The elites, uncomfortable with the radical politics of one of their own, sought ways of ousting him.
They used the excuse of Zelaya proposing a non-binding plebiscite to change the single one-term to two-term Presidency. While it was known that even if the referendum were to become a constitutional amendment, it would not benefit President Zelaya as it was not retroactive, the conspirators still went for his jugular.
Although the Supreme Court ruled that it was illegal, Zelaya insisted on the plebiscite fixed Sunday, June 28, 2009.
The Army Chief of Staff, Romero Vasquez Velasquez refused the President’s directives that in line with tradition, the military assisted the electoral commission to distribute electoral materials.
The President then fired the Army Chief, but in a show of force, the Supreme Court within 24 hours, ruled General Velasquez’s sack illegal, reinstated him and then asked the Army to unseat President Zelaya.
Masked soldiers on plebiscite morning, abducted President Zelaya put him in an aircraft and dumped him in Costa Rica. The masses rose in support of the ousted President and he boarded an aircraft back to Honduras but armed soldiers refused the aircraft to land.
It was these events that propelled Mrs Castro Zelaya to mobilise mass protests to force the usurpers to allow her husband’s return.
The protests movement then transformed into the Libre Party. In 2013, she contested and lost in the Presidential elections. She again contested the 2017 elections which she and her supporters believed they won.

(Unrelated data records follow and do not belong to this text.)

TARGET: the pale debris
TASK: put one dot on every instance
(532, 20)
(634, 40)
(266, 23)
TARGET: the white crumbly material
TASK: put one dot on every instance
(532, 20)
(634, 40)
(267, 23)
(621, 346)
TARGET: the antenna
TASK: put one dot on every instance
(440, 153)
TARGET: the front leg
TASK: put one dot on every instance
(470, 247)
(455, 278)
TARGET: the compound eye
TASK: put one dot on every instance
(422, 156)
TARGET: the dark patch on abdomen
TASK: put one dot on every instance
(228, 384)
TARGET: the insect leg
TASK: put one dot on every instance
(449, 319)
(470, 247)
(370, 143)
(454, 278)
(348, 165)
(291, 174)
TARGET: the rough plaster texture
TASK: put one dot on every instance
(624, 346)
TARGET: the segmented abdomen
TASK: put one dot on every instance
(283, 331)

Mass protests followed, and about two dozen people were killed.
In the November elections, she squared up against the ruling party candidate, Nasry Asfura, former mayor of the capital, Tegucigalpa.

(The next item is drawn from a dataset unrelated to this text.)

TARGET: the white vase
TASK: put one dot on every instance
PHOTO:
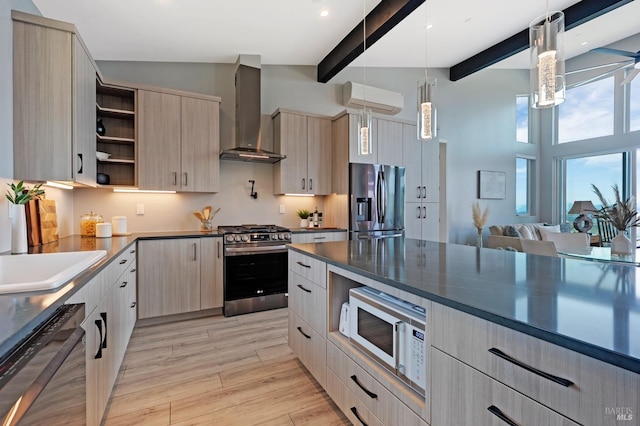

She campaigned to end violent crimes, corruption, drug trafficking, mass migration, and, liberalise abortion, bring back expelled international corruption investigators, provide jobs and introduce a universal basic income for the poorest Honduran families.
In one of her campaigns, she declared: “Honduras has been described as a narco-state because of the mafia that governs us, and we have also been described as the most corrupt country in Latin America… People of Honduras now is the time to say enough of the misery, poverty and exclusion that our country suffers.”
As the election results rolled in, she took an early lead which widened as more came in. But even as her lead became seemingly unassailable, the ruling party refused to concede defeat, declaring that it would win the elections by the time the full results were in.
This led to tension with her supporters fearing that the polls would once again be rigged as they claimed it was four years ago. But this time, prominent figures opposed to Castro began to acknowledge her victory.
The turning point was when her main rival, Asfura announced that he had visited Castro and her family and: “Now I want to say publicly that I congratulate her on her triumph and as President-elect.
I wish that God will enlighten and guide her so that her administration will do the best for all of us Hondurans”.
The victory of Castro is the triumph of principles, commitment and an unconquerable spirit which in the face of seeming hopelessness, refused to accept defeat.
Despite the years of struggle, blood and toil, the electoral victory may be the easiest as an expectant populace looks up to an economically-challenged country.
Yes, it is rich in minerals, coffee, tropical fruit, and sugar cane with a large textile industry, but its main trade is with the US which may seek to squeeze just as it has tried to strangulate Venezuela.
Besides, the US has 1,200–1,500 troops at the Soto Cano Air Base.
Castro has promised a government of national unity, which is good, but this is where the likely fault lines in the coalition that snatched victory from the conservatives may begin to manifest.
Besides, the old order is unlikely to give way without a fight and a lot may depend on the politics in the congress. Whatever the case, Honduras has a good chance at a new beginning.
Owei Lakemfa, a former secretary-general of African workers, is a human rights activist, journalist and author.